The term “assets” refers to things owned by people or entities that have, or are expected to have, economic value. Assets can come in many forms including cash, bank accounts, investments, collectible items, personal possessions, and real property. The value of an individual’s or entity’s assets is offset by the amount of their debts, and comes into play when seeking financing for something, or when the individual dies. To explore this concept, consider the following assets definition.
Definition of Assets
- Anything owned by a person or entity that has, or is expected to have value.
- Items owned that might be converted into cash.
- The total resources of a person or entity, such as cash, securities, accounts receivable, inventory, machinery, fixtures, or real property.
1525-1535 Old French asez (“to have enough”)
What are Assets
In simple terms, assets are a person’s or entity’s valuable possessions. Possessions considered as assets are not always material in nature, but may include investments, patents, and other types of transactions that may have value. Businesses are usually valuated for sale, or for the purpose of obtaining a loan, based on their net worth. The issue of assets also comes into play when an individual dies, leaving his assets to certain beneficiaries through a will, or when the probate court determines how his assets are to be distributed. Most commonly, however, assets are viewed as possessions that can be turned into cash.
Liquid assets are items or transactions that can quickly be converted into cash, if needed, with a minimal impact to the asset’s total value. Liquid assets are generally viewed in the same light as cash, since their value remains substantially the same when sold on the market. In order for an asset to be considered a liquid asset, it must be established on the market, having a large enough base of buyers and sellers to absorb the sale without affecting the asset’s market price.
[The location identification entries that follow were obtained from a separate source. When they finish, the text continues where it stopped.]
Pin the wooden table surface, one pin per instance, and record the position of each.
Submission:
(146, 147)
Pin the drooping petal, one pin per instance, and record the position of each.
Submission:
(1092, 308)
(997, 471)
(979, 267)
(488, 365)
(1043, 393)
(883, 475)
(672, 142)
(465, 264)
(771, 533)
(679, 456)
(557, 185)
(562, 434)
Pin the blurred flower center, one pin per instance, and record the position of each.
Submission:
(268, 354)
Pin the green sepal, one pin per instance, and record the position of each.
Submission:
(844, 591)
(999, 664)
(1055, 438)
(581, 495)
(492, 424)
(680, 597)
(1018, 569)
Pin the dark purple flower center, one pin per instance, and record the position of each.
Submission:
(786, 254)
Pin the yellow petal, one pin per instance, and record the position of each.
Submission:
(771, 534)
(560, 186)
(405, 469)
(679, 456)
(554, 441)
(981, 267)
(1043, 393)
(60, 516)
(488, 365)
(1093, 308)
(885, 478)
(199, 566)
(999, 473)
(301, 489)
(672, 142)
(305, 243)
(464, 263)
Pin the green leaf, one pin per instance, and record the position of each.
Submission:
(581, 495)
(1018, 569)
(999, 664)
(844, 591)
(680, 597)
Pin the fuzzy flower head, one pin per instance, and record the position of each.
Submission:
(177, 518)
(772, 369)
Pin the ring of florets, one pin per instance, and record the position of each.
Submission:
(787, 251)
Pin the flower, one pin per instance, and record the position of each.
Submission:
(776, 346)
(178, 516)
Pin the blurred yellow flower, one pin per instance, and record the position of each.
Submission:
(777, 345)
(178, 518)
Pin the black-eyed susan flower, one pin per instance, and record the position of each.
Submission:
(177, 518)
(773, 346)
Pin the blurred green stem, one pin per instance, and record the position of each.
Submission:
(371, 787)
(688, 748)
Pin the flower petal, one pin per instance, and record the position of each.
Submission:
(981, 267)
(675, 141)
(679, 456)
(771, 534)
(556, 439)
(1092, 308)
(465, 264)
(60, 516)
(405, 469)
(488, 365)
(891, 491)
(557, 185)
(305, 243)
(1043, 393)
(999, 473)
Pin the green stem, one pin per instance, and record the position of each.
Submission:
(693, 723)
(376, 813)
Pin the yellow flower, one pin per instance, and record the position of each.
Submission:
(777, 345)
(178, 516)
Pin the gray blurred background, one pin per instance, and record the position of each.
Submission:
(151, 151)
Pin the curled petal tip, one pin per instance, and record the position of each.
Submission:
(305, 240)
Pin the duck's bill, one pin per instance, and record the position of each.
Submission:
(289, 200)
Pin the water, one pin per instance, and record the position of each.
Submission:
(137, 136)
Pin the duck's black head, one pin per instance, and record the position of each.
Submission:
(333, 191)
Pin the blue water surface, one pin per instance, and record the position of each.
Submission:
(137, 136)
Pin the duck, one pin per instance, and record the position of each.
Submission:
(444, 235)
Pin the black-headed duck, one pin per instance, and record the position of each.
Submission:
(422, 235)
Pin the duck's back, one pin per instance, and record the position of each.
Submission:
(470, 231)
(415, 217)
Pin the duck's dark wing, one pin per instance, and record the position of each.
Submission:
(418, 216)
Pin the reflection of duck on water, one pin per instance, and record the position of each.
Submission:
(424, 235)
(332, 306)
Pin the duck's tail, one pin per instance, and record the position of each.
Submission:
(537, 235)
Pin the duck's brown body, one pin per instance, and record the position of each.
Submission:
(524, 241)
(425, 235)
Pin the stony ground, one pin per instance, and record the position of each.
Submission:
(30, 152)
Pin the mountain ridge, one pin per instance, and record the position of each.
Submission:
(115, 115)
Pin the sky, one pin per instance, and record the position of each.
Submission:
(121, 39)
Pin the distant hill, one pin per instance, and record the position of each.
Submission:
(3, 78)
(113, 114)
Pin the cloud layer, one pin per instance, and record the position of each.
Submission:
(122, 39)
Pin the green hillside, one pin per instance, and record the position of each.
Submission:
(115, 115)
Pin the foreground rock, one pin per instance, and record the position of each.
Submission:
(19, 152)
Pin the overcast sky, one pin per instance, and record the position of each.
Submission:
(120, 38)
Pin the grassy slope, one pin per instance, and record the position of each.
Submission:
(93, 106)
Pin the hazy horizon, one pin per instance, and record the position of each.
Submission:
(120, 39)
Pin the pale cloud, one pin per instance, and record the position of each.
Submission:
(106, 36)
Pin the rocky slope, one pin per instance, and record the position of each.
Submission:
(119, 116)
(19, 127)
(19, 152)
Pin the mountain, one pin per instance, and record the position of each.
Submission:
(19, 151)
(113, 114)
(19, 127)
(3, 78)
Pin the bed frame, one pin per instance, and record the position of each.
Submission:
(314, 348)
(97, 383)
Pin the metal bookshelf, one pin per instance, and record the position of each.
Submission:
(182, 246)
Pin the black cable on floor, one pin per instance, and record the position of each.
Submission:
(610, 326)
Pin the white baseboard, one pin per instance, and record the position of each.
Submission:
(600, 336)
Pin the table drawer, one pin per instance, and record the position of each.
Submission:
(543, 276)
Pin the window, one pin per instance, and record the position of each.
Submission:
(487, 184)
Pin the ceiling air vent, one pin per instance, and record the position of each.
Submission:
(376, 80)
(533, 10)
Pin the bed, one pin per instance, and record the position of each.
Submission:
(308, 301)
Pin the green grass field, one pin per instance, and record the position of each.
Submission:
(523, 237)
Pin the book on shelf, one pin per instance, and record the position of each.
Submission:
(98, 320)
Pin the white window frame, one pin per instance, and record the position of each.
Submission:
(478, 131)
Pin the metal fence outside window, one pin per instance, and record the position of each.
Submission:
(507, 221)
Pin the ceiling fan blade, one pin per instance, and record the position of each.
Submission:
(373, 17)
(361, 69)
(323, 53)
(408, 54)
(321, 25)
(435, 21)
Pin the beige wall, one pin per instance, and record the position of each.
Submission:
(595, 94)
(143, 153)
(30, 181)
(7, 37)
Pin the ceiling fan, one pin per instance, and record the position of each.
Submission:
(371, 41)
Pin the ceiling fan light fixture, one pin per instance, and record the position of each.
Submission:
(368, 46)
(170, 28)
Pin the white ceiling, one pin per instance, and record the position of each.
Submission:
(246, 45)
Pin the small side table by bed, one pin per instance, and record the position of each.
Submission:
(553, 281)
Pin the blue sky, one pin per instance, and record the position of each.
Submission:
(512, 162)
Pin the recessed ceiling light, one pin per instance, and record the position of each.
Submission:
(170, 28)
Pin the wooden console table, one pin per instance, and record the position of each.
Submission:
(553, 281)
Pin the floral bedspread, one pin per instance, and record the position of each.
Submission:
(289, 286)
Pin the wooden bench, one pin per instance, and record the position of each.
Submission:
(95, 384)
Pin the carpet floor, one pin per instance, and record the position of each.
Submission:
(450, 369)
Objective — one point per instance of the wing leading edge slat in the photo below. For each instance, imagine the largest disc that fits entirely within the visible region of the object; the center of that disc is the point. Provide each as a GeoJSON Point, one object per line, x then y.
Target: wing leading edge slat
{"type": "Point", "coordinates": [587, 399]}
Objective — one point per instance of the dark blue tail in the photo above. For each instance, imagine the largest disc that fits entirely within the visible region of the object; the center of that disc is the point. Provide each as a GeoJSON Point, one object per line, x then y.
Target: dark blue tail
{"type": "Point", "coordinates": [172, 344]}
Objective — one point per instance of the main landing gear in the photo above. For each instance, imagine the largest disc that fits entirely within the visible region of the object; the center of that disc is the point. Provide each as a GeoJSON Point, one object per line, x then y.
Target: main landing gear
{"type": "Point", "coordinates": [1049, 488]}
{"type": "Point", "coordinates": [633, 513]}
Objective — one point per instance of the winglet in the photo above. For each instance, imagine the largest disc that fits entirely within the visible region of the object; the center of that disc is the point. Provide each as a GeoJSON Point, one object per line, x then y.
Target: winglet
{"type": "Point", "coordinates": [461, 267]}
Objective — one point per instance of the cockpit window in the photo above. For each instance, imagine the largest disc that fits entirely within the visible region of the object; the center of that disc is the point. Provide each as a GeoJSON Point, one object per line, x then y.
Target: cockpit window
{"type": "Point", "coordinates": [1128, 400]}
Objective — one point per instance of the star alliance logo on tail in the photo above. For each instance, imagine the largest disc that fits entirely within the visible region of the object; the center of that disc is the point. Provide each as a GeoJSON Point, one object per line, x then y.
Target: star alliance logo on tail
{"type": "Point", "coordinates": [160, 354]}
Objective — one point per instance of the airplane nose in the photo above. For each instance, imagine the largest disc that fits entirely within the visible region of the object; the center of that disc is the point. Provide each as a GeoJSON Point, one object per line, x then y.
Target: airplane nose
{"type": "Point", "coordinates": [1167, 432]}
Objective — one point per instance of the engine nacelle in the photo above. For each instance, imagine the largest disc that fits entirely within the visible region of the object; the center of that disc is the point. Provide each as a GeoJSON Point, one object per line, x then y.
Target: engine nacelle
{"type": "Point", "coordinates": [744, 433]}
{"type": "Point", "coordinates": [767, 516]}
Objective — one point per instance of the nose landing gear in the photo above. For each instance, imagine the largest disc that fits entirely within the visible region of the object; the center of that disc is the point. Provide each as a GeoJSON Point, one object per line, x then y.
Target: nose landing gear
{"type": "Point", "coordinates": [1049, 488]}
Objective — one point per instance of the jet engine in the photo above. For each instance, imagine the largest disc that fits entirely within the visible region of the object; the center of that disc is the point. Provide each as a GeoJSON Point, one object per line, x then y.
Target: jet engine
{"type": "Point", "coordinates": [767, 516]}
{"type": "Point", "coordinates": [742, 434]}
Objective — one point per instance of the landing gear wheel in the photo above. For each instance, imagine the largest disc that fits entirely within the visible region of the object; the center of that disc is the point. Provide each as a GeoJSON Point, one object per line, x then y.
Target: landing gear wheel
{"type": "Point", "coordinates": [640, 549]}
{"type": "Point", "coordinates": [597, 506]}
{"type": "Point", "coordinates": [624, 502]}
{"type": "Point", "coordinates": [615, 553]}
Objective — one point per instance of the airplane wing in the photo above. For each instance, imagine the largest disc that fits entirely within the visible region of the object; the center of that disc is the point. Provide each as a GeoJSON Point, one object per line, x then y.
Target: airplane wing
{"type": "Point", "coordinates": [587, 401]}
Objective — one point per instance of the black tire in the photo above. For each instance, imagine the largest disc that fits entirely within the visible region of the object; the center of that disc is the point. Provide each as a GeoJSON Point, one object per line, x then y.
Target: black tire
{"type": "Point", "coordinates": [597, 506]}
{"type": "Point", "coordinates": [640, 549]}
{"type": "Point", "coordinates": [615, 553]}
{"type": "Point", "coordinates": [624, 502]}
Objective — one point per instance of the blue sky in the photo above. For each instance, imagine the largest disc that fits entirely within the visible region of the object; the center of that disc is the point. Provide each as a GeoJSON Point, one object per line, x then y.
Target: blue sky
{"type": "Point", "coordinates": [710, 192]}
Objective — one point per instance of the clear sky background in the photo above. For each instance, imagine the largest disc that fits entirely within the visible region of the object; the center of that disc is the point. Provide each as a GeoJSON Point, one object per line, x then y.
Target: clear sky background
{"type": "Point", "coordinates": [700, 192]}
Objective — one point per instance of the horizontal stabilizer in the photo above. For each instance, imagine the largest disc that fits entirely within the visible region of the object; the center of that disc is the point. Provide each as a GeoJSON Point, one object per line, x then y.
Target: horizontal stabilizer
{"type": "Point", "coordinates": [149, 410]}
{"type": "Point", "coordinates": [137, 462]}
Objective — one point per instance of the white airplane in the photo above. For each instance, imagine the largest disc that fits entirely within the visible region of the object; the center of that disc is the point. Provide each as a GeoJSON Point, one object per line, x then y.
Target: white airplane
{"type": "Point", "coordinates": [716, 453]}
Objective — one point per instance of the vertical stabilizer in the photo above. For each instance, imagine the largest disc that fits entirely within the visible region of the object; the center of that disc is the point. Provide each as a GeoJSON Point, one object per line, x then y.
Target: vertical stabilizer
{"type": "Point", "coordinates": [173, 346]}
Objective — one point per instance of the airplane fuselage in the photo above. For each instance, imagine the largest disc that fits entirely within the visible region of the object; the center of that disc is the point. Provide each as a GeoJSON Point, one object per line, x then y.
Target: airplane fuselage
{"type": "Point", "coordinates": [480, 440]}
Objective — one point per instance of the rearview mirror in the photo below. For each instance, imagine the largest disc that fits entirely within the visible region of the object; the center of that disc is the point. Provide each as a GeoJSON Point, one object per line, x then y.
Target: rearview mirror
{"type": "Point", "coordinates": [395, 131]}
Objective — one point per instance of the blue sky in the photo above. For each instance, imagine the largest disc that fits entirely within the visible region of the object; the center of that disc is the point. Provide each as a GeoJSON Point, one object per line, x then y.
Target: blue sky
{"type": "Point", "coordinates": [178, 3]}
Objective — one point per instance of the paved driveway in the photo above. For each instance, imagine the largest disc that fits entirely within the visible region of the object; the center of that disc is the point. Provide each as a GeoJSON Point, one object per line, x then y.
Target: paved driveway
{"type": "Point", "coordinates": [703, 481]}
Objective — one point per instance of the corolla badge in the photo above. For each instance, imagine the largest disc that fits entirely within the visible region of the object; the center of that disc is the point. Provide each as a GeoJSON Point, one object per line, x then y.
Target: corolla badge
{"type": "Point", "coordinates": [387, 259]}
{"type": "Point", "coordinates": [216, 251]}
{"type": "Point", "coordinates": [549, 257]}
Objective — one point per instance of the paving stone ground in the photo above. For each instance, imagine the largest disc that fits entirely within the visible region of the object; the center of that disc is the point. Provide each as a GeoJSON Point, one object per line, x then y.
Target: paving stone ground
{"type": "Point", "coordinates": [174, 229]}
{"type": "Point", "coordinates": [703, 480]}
Some examples of liquid assets include:
- Government bonds
- Money market account
- Money in a checking or savings account
- Trust funds
- Tax refunds
- Certificates of deposit
- Court settlements
Because liquid assets are items that can quickly be turned into cash, such items as real property, jewelry, collectibles, and cars are not considered to be liquid. This is because it would take time to sell these items, and the value often fluctuates, leaving the possibility of taking a loss if sold in a hurry. For example, if Chris sells his extensive collection of baseball cards on line for quick cash, it is likely that he will receive far less than the true value of the cards.
Tangible assets are things that have material value and are physical in nature. Tangible assets are things that can be seen and touched, and for which the market value can be readily determined. Tangible assets carry the risk of becoming lost or damaged due to accidents, theft, or acts of nature, decreasing or nullifying their value. Examples of this type of asset include real estate, buildings, vehicles, equipment, inventory, precious metals, and even currencies. Tangible assets can be broken down even further into fixed or current tangible assets.
Fixed assets are items owned by an individual or business that will not be sold or consumed within the next year. Fixed assets are generally used to produce income for the individual or entity, making them a necessary part of the income strategy. Some examples of fixed assets include real property, buildings, machinery, and computers.
Current assets are items owned by an individual or business that are expected to be consumed or sold within 12 months. Current assets may be sold or liquidated for cash to pay bills if necessary. Current assets include such items as vehicles, office equipment and supplies, inventory, collectibles, and checking or savings accounts.
Intangible assets are things that are not physical in nature, and are difficult to place a value on. This type of asset is seen more often in relation to businesses. Commonly, these assets are seen in terms of their respective life expectancy, each seen to have a definite or indefinite term of use. Intangible assets include such things as:
- Internet Domain Name
- Company Brand Name
- Brand Recognition
Although intangible assets cannot be seen or touched, they have value. For example, new products introduced by the Pepsi company benefit from the years spent promoting brand recognition. Although brand recognition is not something that can be seen or touched, the Pepsi company would not be nearly as valuable without this company and brand name recognition.
Assets and Liabilities
Assets and liabilities refers to the total of what people own, and what they owe. An individual’s or entity’s net worth is the total amount of the assets owned, minus the total amount of debts incurred. Because assets and liabilities are constantly changing, net worth too is in constant flux, as bills are paid, and new purchases are made. Determining a person’s or entity’s net worth or value, begins by listing all of their assets, including money owed to them, or accounts receivable. Next all of the debts are listed, including accounts payable, and outstanding loans or liens are subtracted from the total assets. The resulting number is the net worth or value of the person or entity.
Common assets and liabilities include:
|Assets (Resources)||Liabilities (Debts)|
|Equipment||Lease Payments or Lease Termination Fees|
|Inventory||Credit Card Debt|
The formula for determining net worth is:
Net Worth = Assets – Liabilities
Related Legal Terms and Issues
- Beneficiary – A person named in a will or trust as the intended recipient of assets or property.
- Probate Court – The section of the judicial system that deals with matters relating to wills, trusts, estates, guardianships, and conservatorships.
- Real Property – Land and property attached or fixed directly to the land, including buildings and structures.